I walked the Yardley in a tall ceramic mug over to where Dufour sat.
“Merci,” he mumbled, but he didn’t reach for it. He massaged his temples and closed his eyes.
“You’ll be fine, Cariad,” Aunt Rose said and patted my arm. “You’ll get over your nerves soon. Just keep making coffee like you normally do. Set out coffee for the entire town if you need to practise. I’ll probably bake double my normal amount today.”
“I just wish I could bring Kyle in right now to work on the roasts,” I said. “He’d help get my mind off the impending sense of doom.”
“We discussed that,” Rose said. “Mundanes, even our friends, have to stay outside of the village. Once the store opens, the magic wards will relax and allow him in.”
“Besides, do you really want your mind on roasting on top of Fedimore’s visit?” Elain scooted her scone away. “If you two are going to keep putting food and drink in front of me because of your worrying, I’ll have to spend a month at the academy in PT to work off the calories.” She looked down at the new cinnamon bun and took up her fork again. “Oh well, what’s a few extra stone of weight, right?”
The back door in the kitchen slammed shut. That usually meant a delivery. Roger Billingsley pushed through the spring-loaded double doors from the kitchen, his arms full of bundled newspapers, his cell phone on his shoulder and his head tilted.
“Yes, I’ll wait,” he said into the phone.
“Diolch,” Nia said and took the bundle of papers from him.
Billingsley looked at Aunt Rose, his mouth open to speak, but his eyes darted down towards his phone.
“Owain. Roger Billingsley, old man. Better get down to Mystic Brews.”
We went still, none of us breathing. When the publisher of the paper called the local inspector and told him to get to your business, all we could do was wait and worry.

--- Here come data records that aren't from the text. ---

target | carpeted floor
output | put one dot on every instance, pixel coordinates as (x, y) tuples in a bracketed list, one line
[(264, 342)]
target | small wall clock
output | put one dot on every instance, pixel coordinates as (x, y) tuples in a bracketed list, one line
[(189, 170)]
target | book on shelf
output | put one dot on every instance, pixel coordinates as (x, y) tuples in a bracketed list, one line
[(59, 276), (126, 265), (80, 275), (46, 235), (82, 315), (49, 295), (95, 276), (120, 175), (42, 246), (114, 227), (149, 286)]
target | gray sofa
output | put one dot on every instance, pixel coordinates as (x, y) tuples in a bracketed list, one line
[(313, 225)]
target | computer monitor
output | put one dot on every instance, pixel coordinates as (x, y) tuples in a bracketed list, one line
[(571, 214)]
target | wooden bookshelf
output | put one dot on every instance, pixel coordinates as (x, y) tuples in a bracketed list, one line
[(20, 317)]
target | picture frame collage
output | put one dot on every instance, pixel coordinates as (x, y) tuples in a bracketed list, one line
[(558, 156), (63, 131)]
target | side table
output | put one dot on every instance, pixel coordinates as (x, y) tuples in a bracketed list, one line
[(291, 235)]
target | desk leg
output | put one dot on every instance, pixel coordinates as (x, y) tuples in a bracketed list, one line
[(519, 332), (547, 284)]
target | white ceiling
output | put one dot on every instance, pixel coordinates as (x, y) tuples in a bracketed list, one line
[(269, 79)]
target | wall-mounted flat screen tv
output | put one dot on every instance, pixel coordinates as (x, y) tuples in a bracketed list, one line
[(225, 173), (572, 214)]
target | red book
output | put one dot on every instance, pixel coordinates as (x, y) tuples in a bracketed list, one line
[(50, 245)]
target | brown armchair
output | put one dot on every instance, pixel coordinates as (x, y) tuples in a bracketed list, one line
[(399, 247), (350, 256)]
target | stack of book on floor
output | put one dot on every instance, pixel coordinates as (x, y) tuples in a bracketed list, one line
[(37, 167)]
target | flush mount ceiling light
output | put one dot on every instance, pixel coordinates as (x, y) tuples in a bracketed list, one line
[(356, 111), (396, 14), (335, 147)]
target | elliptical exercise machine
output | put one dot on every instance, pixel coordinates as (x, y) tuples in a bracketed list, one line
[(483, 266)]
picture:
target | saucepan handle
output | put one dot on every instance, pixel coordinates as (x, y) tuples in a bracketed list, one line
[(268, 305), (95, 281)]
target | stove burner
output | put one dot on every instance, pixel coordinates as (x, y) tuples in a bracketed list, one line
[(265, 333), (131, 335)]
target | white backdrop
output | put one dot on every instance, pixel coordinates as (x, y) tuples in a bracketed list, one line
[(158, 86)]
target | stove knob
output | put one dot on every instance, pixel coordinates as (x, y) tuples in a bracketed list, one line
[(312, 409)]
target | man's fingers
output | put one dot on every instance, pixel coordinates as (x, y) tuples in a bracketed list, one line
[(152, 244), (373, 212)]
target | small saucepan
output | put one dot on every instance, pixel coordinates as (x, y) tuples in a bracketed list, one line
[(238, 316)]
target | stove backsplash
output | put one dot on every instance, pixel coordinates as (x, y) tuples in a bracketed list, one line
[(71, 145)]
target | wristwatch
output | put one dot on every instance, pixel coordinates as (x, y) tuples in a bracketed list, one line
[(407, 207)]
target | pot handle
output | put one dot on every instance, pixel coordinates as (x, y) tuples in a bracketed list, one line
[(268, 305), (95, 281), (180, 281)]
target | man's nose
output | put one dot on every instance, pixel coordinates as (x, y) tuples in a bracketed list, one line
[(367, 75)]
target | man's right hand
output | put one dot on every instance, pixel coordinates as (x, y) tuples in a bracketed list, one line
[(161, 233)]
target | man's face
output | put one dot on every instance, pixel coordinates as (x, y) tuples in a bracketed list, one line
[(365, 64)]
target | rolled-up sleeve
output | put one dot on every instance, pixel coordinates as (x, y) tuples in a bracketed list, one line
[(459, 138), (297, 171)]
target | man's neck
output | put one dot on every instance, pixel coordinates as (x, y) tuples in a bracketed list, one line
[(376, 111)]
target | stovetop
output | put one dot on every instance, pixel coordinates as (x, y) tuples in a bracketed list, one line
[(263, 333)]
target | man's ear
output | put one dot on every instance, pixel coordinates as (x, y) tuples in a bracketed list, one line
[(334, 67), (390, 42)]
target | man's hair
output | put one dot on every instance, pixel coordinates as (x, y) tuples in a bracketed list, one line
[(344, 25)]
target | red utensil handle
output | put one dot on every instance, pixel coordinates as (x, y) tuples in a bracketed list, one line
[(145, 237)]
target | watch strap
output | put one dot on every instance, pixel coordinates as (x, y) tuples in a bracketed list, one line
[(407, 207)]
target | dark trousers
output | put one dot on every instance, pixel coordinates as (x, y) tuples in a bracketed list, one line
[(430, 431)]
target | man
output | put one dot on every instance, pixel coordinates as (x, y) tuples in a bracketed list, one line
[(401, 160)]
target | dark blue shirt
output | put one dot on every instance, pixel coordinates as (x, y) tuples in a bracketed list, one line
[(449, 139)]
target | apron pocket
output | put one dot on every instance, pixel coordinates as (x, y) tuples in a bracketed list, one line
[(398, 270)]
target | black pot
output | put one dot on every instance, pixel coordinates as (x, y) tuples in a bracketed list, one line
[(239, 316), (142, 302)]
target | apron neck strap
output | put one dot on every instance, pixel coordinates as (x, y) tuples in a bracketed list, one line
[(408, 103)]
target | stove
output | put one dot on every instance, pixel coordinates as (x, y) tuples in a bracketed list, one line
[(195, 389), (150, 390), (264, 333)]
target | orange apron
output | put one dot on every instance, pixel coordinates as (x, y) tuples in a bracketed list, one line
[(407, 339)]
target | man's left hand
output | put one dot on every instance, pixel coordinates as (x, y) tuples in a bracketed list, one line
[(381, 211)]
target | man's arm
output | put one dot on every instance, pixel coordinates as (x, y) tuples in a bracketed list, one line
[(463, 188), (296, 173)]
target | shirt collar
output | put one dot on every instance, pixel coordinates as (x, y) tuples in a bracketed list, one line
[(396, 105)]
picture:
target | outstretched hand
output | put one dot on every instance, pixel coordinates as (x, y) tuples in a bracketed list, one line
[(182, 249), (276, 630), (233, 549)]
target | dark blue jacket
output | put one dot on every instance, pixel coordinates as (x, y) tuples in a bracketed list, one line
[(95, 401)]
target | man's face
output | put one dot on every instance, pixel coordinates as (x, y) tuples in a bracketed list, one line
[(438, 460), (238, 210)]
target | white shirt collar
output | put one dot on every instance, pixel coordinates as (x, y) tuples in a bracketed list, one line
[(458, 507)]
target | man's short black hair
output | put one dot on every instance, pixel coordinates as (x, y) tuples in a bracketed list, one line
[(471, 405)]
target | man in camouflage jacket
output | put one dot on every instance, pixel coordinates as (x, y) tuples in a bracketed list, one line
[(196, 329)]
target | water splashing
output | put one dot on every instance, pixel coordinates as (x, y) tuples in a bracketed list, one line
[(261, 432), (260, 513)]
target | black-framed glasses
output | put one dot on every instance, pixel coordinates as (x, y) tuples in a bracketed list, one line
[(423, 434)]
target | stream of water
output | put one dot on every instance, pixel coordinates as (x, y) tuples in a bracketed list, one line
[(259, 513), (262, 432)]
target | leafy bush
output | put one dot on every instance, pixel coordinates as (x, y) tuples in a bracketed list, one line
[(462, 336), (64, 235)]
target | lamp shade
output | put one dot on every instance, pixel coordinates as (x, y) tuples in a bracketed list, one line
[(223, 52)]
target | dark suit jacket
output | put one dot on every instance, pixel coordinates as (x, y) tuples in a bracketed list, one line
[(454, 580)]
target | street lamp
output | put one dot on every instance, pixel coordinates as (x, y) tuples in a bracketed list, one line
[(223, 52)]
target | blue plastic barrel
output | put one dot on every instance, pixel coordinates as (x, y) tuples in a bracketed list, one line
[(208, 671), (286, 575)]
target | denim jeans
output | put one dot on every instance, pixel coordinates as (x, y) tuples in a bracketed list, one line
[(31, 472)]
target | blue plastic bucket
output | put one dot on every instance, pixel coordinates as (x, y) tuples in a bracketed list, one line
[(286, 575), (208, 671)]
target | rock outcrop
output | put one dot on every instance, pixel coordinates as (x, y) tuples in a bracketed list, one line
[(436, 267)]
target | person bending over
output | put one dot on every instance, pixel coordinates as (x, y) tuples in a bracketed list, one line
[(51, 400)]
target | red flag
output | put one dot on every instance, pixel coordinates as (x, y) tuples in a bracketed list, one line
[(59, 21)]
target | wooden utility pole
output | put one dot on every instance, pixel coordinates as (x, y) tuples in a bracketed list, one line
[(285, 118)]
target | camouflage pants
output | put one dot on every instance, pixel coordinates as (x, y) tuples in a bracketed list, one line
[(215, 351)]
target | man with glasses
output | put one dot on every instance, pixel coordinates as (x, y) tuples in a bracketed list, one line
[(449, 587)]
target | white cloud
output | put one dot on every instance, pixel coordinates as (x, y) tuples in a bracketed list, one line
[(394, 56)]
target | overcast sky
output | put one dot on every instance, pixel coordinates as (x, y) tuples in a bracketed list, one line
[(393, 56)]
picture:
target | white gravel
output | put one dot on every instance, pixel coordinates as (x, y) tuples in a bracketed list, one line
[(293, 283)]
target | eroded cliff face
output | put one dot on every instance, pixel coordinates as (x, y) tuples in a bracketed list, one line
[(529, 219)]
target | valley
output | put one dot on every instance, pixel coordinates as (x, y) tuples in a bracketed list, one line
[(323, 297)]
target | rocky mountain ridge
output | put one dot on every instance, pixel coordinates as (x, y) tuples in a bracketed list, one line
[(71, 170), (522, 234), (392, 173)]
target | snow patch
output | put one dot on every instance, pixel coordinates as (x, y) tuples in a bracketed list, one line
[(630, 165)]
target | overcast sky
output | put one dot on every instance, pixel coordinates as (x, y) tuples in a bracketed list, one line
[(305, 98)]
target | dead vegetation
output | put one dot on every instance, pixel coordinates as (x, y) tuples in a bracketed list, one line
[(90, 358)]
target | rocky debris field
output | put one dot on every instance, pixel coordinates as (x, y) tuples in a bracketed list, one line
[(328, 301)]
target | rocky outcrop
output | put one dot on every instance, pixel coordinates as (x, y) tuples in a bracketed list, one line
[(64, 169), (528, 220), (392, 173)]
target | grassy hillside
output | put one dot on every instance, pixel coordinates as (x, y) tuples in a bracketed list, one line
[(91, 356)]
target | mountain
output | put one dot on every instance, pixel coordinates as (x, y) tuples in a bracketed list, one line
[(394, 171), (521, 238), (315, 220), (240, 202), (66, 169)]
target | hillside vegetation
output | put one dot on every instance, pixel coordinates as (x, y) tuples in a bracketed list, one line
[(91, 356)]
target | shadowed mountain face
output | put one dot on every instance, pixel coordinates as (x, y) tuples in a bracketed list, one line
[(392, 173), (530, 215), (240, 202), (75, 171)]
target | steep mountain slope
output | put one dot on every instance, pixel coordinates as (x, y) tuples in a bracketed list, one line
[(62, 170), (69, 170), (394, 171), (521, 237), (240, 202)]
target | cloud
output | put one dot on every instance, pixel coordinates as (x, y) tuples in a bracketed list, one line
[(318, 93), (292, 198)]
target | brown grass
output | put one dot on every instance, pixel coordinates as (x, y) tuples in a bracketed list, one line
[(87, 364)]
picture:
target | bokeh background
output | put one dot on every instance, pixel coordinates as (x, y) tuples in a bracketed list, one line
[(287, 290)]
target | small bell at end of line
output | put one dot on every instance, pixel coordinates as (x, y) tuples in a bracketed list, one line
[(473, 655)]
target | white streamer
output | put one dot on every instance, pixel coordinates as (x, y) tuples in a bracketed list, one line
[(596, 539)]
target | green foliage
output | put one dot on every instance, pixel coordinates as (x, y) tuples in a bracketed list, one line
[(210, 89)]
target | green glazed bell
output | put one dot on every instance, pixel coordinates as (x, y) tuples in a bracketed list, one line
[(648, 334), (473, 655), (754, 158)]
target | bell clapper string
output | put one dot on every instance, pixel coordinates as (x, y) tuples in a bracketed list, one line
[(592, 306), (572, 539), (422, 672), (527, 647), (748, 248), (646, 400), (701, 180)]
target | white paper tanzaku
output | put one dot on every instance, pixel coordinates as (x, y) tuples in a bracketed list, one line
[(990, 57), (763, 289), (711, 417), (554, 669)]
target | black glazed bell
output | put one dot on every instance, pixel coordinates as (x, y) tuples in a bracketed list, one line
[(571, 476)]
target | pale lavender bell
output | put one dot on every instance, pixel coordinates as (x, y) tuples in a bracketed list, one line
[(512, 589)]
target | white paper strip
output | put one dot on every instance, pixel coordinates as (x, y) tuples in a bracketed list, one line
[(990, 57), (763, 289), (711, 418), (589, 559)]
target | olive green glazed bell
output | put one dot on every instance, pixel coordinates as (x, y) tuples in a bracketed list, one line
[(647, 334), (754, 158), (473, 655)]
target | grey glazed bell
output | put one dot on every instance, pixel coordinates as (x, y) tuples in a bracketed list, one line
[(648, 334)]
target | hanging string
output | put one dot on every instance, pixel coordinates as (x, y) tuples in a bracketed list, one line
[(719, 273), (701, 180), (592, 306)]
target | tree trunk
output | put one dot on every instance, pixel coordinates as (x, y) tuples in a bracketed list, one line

“Oh, a dead body,” Billingsley said. “In the alley behind. Smelled it on my way in.”
Elain sucked in a quick breath and was out the kitchen door in an instant.
“No, didn’t touch it. Knew to call you. Lady Elain just went out for nose about the scene.”
I glanced at Aunt Rose. Her pleasant grandmotherly face actually showed a few crinkles of worry. Nia and Mia both stood waiting. Only Dufour seemed oblivious, staring at the cup of coffee I had set in front of him.
“No idea who,” Billingsley said. “It was dark, and my hands were full. Barely got to my phone to call you.”
Elain came back in and took the phone from the newsman.
“Inspector? Elain. I’ve put a security ward on the body and the area.”
Owain said something to her. His voice was too muffled for me to make it out.
“Yes. Yes, I know him. Gaspar Dufour.”
My eyes jerked to the back table. Dufour reached for the cup in front of him. His hand slid right through it.
“Sacré… That would explain it. I am dead.”